Reimu stepped back abruptly, and everyone else followed suit. A handful of tiny red pinpricks began to glow in midair between us and the gymnasium, crackling and arcing a plasma-like energy between one another. The light and energy built up rapidly, and then dissipated into nothing just as quick. There was no noise, and no more sign that anything barred our path; uncertain if the way was actually clear, Reimu tossed a few more stones, and sure enough, only those that went wide of the hole ever impacted anything. Satisfied, Reimu turned to the rest of us.
"It's clear... I think."
...Convincing.
This was going to be tense, no matter how sure we were. At least we had some room for mistakes, as unreliable as the elixir had proven in the past. I pulled Chiyuri's gun partway out of its holster, resting my thumb next to the hammer so that I could be ready in case of a mistake. Even if I could only rewind one or two seconds, I'd make sure that we all made it across. This was as safe as it was ever going to be.
"It's awfully narrow though, isn't it?" Sanae piped up, looking at Okuu. "If you... Um, can you fly without the wings?"

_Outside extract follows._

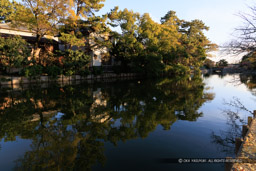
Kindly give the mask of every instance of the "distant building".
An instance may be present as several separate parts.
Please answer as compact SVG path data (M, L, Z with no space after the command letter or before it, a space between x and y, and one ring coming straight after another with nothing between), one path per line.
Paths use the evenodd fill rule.
M0 23L0 36L1 37L10 37L13 35L21 36L28 43L34 44L36 42L36 34L33 31L26 29L25 27L16 27L13 28L8 23ZM100 41L104 41L108 39L108 35L100 35L96 33L89 33L88 36L94 36L96 39ZM90 41L90 44L95 44L94 41ZM64 44L59 40L58 36L49 36L45 35L41 39L41 48L42 49L51 49L52 50L65 50ZM77 47L72 47L72 49L76 49ZM92 57L91 66L103 66L108 67L112 66L113 60L106 56L108 55L107 47L98 47L94 46L89 53Z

Okuu tilted her head, confused by the question. "What do you mean? I'mma bird. Of course I use my wings..." She stared at the hole, then at her wings, which even folded against her back were taking up a good deal of space behind her. Once more, she looked back at the hole, and back at her wings, before her eyes widened in realization.
She's too big. And probably too heavy for Marisa to carry... That Third Leg and concrete boot looked almost too heavy for her to walk with, let alone bear through that tunnel of invisible shrapnel. Heck, can't she just take the concrete off? All we need is the cannon thing, right...?
[Asakura:] "Have you forgotten what happened to Jinwu? The Yatagarasu can't have fewer than three legs, you know."
...Right. Take one away, and her power stops working, or worse... Just remembering that huge black hole-like gravity well she created when she lost the Third Leg made me not want to try tempting fate inside of the death cage.
"...Shoot, how do we get her across?" I blurted out. "It's not like we can throw her..." I looked to the others, who seemed similarly lost. "Unless Asakura can shrink her or negate her gravity or something convenient like that..."
"Oh, good idea," said Seija. Still clenching her fist, she eyed Okuu up and down and creeping a mischievous smile onto her face that didn't reach her eyes. She began to walk towards us, putting a hand to the ribbon at her waist and saying, "Move over, I'll solve this for ya."
I didn't move, being immediately suspicious that she could do anything at all - mine had reversed my gravity once, but that wouldn't help us in a horizontal tunnel. She just brushed past me, drawing a spell card and grinning like she knew she was about to cause some mayhem.
"What are you-" I began to say. She didn't wait up.
[SPELL CARD: "ETERNAL REVOLUTION"]
Seija smacked Okuu upside the head with the spell, sending her falling backwards with unnatural force. She didn't hit the ground, however; her feet went up into the air, suspending her briefly upside down before flipping her right side up again in a single fluid motion. She continued revolving, a wheel of flailing limbs and feathers, smacking the floor with her arms, legs, and head as she continued to turn over and squeal in pain, having no idea what was now happening to her.
You- you couldn't have warned us before you did that?!
"Curl up, birdbrain!" Seija barked. Okuu complied, curling into a midair fetal position, more to protect her head than because Seija said so. In fact, I couldn't even be sure that she heard her. Either way, Seija walked behind Okuu, grinning with dead eyes like this was only mildly amusing to her, then raised her sandal and-
"Wait!" I cried, finally realizing what this was. "Seija, stop, she might-"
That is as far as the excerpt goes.